Cryptocurrencies as Property
One of the most critical legal considerations for any cryptocurrency investor has to do with the way that central authorities view cryptocurrency holdings. In the U.S., the IRS has defined cryptocurrencies as property, rather than as currencies proper. This means that individual investors are beholden to capital gains tax laws when it comes to reporting their cryptocurrency expenses and profits on their annual tax returns, regardless of where they purchased digital coins.
Fraud and Money Laundering
There is a widespread belief that cryptocurrencies provide criminal organizations with a new means of committing fraud, money laundering, and a host of other financial crimes. This may not directly impact most cryptocurrency investors who do not intend to use this new technology to commit such crimes. However, investors who find themselves in the unfortunate position of being a victim of financial crime do not likely have the same legal options as traditional victims of fraud.
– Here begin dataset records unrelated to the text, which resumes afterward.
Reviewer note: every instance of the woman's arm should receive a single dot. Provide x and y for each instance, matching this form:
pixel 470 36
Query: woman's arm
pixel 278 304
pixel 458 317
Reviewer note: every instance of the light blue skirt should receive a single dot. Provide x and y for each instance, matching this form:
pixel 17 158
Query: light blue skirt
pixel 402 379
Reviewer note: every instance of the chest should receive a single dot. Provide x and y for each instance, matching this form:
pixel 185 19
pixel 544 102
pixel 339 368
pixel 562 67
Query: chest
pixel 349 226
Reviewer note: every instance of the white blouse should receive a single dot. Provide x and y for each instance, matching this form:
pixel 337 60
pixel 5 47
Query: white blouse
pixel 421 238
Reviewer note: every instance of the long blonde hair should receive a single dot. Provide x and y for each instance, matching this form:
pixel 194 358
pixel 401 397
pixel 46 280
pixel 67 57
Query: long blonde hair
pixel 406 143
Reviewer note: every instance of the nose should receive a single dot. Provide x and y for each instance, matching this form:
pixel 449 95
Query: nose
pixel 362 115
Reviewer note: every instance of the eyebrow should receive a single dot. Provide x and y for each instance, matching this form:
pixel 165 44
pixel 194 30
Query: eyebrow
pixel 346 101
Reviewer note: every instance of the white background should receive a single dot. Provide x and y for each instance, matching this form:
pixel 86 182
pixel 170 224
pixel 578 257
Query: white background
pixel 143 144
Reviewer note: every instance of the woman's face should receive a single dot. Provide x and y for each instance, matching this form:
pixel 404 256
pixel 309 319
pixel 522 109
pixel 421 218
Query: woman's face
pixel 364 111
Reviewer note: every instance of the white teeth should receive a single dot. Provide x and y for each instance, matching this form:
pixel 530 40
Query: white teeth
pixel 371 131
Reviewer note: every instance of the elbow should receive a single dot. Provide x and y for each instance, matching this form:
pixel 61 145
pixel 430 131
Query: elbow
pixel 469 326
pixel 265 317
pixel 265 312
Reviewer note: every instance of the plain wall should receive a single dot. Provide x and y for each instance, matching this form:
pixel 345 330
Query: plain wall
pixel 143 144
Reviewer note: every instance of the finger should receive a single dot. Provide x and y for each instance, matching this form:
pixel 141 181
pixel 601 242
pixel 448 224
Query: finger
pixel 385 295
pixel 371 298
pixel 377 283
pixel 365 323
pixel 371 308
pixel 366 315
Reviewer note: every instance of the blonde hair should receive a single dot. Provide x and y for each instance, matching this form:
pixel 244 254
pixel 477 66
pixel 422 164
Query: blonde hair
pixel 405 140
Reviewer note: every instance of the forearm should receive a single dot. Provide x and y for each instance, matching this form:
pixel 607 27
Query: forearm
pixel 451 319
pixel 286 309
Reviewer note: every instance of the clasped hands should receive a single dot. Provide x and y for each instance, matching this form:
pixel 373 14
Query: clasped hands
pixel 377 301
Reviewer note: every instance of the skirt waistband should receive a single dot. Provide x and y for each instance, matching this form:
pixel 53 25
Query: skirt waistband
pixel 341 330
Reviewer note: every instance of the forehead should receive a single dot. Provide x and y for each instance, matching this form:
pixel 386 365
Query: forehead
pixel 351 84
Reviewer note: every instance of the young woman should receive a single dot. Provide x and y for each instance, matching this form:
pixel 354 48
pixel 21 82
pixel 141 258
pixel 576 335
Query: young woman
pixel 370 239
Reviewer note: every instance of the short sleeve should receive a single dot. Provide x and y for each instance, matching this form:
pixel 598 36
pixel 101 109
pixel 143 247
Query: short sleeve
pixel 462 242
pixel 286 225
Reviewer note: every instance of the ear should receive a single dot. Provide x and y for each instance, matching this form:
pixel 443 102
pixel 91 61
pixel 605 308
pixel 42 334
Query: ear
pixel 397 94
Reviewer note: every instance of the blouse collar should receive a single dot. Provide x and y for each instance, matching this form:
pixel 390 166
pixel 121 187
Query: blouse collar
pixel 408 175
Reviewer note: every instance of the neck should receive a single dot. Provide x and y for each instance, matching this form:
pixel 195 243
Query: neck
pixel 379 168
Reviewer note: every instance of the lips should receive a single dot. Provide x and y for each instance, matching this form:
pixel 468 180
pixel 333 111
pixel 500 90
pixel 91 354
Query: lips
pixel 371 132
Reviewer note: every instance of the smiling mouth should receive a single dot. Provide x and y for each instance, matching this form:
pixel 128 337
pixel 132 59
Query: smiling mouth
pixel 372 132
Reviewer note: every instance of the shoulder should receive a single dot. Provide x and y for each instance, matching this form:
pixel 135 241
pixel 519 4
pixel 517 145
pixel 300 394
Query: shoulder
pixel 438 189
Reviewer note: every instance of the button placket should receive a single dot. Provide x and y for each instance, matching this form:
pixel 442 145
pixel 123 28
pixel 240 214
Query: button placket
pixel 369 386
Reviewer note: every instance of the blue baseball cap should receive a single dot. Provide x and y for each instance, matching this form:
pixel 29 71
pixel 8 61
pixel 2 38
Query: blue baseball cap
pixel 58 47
This issue also relates to the decentralized status of digital currencies. When a cryptocurrency exchange is hacked and customers’ holdings are stolen, for instance, there is frequently no standard practice for recovering the missing funds.
Another potential risk associated with cryptocurrencies as a result of their decentralized status has to do with the particulars of transactions. In most other transactions, currency with a physical presence changes hands. In the case of electronic money, a trusted financial institution is involved in creating and settling deposits and debt claims. Neither of these concepts applies to cryptocurrency transactions. Because of this fundamental difference, legal confusion between parties in various types of digital currency transactions is a real possibility. Once again, because of the decentralized state of these currencies, the path of legal recourse in these situations can be difficult to assess.